Ghana is poised to gain significantly from rising global gold prices, which are expected to boost export revenues, improve the nation’s current account balance, and mitigate inflationary pressures. This is according to the most recent forecast by Fitch Solutions, the research division of the Fitch Ratings Group.
In its analysis, Fitch Solutions emphasizes that the synergy of elevated gold prices and reduced energy expenses will elevate Ghana’s current account surplus to an estimated 6.9% of GDP by 2025 — marking the highest level in the country’s recent economic history.
“High gold prices, coupled with lower energy costs, will propel the current account surplus to a historic 6.9% of GDP in 2025,” the report indicated.
This surplus is expected to bolster Ghana’s foreign exchange reserves and offer a buffer against external shocks, particularly in the context of ongoing global trade tensions.

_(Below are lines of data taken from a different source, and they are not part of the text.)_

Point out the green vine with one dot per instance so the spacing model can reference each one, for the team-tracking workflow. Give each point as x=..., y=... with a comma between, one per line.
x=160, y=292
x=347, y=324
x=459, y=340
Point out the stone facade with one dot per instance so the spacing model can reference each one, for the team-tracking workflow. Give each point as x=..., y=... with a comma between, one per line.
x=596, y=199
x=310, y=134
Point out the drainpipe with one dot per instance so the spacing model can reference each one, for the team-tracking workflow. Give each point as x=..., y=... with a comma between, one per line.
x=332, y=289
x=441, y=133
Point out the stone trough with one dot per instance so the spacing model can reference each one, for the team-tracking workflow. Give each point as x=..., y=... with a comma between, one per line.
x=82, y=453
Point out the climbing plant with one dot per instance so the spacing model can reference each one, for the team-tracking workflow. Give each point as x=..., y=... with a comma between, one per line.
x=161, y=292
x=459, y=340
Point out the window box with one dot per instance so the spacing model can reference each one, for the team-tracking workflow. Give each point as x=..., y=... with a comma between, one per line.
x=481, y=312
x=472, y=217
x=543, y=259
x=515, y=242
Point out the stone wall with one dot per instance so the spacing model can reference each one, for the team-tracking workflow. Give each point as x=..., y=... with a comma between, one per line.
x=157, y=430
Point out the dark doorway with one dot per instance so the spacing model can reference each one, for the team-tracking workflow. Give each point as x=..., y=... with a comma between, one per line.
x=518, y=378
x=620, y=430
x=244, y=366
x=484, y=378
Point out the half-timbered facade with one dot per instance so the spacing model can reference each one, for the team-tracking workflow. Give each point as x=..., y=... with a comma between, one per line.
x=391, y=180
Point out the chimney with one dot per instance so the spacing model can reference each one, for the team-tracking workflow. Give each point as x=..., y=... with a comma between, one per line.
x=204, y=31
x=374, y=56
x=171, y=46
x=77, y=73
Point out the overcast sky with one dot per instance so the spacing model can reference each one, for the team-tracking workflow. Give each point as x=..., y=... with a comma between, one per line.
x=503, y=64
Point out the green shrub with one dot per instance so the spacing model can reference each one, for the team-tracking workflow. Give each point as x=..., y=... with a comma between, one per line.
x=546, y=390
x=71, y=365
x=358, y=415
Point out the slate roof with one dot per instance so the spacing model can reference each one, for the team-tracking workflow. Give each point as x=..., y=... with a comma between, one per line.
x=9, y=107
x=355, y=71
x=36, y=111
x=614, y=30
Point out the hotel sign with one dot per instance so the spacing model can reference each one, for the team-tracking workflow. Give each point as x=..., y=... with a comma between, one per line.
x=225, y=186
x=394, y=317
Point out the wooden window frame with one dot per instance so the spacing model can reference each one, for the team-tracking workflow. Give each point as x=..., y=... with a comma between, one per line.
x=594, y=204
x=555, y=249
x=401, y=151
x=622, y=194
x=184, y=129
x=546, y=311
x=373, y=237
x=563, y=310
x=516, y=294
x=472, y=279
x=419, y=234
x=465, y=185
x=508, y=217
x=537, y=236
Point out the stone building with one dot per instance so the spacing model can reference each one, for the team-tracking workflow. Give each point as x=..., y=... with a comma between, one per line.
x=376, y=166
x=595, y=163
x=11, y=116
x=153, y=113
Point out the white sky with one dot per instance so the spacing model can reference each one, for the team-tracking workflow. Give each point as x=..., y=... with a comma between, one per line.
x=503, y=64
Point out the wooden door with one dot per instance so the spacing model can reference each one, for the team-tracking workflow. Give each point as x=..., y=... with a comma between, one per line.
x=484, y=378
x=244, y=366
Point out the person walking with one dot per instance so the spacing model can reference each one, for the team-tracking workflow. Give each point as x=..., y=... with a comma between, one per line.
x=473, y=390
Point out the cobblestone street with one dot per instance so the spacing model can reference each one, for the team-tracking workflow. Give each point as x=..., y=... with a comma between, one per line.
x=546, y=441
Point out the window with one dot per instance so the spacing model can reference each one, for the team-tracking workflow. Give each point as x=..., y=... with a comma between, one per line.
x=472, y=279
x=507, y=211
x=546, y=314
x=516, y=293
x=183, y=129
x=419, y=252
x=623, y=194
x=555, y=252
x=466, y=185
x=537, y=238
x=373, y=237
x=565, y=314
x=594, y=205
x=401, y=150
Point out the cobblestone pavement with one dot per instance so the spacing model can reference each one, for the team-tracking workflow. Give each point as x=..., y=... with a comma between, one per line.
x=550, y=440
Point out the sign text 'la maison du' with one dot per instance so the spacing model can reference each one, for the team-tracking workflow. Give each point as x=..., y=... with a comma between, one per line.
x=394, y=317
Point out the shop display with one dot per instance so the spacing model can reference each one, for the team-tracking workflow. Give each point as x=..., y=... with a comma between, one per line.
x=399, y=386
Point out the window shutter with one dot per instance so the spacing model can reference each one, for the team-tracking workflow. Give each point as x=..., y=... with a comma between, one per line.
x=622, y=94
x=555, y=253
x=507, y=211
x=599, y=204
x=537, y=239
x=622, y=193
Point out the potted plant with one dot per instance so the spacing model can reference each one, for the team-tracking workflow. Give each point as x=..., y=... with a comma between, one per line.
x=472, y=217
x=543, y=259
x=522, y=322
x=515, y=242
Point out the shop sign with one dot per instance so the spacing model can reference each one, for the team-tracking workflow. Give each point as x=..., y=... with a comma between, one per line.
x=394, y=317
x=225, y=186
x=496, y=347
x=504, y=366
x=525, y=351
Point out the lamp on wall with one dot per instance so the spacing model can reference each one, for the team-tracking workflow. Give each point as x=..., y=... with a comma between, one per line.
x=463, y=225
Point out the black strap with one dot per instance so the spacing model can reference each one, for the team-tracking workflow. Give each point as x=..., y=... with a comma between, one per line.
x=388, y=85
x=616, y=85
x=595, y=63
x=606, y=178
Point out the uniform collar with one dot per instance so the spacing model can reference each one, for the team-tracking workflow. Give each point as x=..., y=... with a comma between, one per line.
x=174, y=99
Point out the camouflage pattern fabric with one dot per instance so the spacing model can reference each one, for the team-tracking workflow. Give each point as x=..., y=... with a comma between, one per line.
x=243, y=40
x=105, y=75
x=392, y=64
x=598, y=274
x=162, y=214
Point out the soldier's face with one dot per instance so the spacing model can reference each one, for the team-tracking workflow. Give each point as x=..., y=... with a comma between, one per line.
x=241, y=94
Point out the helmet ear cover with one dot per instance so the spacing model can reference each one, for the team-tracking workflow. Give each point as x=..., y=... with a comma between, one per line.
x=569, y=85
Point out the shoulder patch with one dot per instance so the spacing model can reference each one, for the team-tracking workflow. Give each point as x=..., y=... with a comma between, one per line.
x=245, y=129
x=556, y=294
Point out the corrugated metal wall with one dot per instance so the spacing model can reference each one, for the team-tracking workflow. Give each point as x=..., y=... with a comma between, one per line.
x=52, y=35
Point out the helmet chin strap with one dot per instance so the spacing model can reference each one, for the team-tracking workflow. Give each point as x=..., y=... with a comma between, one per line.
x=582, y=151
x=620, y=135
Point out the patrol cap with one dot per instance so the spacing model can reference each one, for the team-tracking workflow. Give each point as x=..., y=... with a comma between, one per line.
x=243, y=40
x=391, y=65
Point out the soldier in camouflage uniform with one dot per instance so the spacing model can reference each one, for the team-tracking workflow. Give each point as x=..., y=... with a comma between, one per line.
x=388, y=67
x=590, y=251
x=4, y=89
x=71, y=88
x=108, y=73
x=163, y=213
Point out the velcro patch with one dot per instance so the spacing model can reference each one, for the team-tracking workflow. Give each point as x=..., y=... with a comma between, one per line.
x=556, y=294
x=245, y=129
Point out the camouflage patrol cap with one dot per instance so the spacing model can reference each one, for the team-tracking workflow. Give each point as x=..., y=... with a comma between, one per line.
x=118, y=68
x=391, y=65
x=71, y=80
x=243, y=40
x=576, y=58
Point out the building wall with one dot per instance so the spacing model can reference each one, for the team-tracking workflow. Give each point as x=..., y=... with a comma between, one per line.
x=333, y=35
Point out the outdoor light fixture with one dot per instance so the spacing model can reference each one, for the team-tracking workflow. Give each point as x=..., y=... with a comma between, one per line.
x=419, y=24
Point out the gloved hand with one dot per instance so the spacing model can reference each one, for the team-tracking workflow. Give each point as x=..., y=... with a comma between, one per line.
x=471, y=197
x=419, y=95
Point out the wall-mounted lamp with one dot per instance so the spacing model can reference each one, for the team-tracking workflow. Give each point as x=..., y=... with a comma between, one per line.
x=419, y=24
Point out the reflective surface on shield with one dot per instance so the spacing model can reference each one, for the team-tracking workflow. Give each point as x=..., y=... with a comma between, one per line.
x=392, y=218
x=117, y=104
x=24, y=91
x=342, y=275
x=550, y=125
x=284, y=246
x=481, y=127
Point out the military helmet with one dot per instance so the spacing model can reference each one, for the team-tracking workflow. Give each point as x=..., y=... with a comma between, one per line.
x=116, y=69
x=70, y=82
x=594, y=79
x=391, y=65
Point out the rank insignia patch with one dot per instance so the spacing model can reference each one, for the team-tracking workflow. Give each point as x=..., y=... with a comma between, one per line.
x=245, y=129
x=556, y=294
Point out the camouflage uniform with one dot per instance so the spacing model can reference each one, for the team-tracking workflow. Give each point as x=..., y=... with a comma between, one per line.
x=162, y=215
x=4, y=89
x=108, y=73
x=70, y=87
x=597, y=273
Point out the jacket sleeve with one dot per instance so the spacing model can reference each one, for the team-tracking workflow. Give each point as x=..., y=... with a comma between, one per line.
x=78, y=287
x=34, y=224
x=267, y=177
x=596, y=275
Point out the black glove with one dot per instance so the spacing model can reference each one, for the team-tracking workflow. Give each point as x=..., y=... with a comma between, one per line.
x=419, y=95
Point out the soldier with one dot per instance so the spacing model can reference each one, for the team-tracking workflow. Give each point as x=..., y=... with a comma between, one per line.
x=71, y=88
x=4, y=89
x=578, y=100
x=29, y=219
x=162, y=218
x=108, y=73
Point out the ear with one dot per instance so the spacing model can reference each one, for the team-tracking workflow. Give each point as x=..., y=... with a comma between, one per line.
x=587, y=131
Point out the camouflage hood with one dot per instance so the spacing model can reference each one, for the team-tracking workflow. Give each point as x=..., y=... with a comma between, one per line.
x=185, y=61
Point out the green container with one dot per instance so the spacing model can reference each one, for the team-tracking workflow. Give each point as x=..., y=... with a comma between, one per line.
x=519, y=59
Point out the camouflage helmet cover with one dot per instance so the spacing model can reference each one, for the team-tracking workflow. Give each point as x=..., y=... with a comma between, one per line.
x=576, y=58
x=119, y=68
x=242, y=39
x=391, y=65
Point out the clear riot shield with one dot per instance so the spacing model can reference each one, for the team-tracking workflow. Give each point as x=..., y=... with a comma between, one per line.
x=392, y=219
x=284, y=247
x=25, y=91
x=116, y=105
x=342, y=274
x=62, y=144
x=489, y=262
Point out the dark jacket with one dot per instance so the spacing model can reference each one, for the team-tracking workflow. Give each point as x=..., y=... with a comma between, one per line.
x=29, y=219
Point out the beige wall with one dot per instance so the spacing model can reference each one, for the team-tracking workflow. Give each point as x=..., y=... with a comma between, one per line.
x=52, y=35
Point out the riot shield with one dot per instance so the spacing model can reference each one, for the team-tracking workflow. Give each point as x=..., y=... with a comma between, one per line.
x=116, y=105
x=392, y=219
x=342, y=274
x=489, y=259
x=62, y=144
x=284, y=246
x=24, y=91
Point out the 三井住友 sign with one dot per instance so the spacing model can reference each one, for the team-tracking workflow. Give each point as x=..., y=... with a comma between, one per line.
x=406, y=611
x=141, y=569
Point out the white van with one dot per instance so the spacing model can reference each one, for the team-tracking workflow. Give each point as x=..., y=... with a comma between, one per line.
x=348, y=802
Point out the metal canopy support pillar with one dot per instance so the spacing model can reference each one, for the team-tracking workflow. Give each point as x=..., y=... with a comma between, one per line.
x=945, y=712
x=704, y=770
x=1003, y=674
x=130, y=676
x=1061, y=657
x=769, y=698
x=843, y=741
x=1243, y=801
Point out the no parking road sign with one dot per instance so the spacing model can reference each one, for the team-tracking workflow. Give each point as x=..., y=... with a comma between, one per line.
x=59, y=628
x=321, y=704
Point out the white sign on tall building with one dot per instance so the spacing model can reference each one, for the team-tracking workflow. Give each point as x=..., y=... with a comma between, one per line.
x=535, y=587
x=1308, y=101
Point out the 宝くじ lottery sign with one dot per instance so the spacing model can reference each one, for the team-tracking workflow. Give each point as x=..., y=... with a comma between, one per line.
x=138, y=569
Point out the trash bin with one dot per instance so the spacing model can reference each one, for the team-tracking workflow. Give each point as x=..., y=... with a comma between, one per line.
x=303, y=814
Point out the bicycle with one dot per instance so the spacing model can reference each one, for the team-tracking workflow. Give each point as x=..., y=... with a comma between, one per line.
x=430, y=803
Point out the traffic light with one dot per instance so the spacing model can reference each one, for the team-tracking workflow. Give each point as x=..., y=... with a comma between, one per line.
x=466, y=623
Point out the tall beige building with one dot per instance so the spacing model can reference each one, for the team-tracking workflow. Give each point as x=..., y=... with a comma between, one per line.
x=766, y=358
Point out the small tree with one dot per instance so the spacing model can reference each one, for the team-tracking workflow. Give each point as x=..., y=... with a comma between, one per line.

The report also suggests that the country’s enhanced external position is likely to contribute to the stabilization of the cedi and support a sustained reduction in inflation, thereby easing some of the burdens on consumers and importers.
Despite the uncertainties associated with newly implemented U.S. tariffs, Fitch Solutions retains an optimistic outlook on Ghana’s economy.
The firm has maintained its 2025 economic growth forecast at 4.2%, attributing the gold-driven export increase as a significant factor in mitigating global economic challenges.